6:30 p.m. - 7:30 p.m.

Fairmont Chicago, Imperial Ballroom

[PHOTOGRAPH] Svante Pääbo

Svante Pääbo, M.D., Ph.D.

Director, Department of Genetics
Max-Planck Institute for Evolutionary Anthropology
Leipzig, Germany

A Neanderthal Perspective on Human Origins

A biologist specializing in evolutionary genetics, Svante Pääbo is known as one of the founders of paleogenetics, a discipline that uses the methods of genetics to study early humans and other ancient populations. He is conducting some of the most exacting work ever attempted on the DNA of human and nonhuman primates. His track record of discoveries began in 1985 when he isolated DNA from a 2,400-year-old Egyptian mummy. In 2006, after decoding fragments of DNA from the remains of Neanderthal, he announced plans to reconstruct the entire genome.

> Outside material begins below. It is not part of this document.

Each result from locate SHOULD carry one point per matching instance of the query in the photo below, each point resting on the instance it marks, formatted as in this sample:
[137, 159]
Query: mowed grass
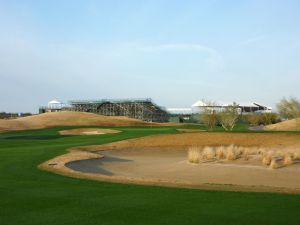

In 1992, he received the Gottfried Wilhelm Leibniz Prize of the Deutsche Forschungsgemeinschaft, which is the highest honour awarded in German research. Pääbo's department in August 2002 published findings about the evolution of the "language gene," FOXP2, which is lacking or damaged in some individuals with language disabilities. He was born in Stockholm and earned his Ph.D. degree from Uppsala University. He is a member of the National Academy of Sciences.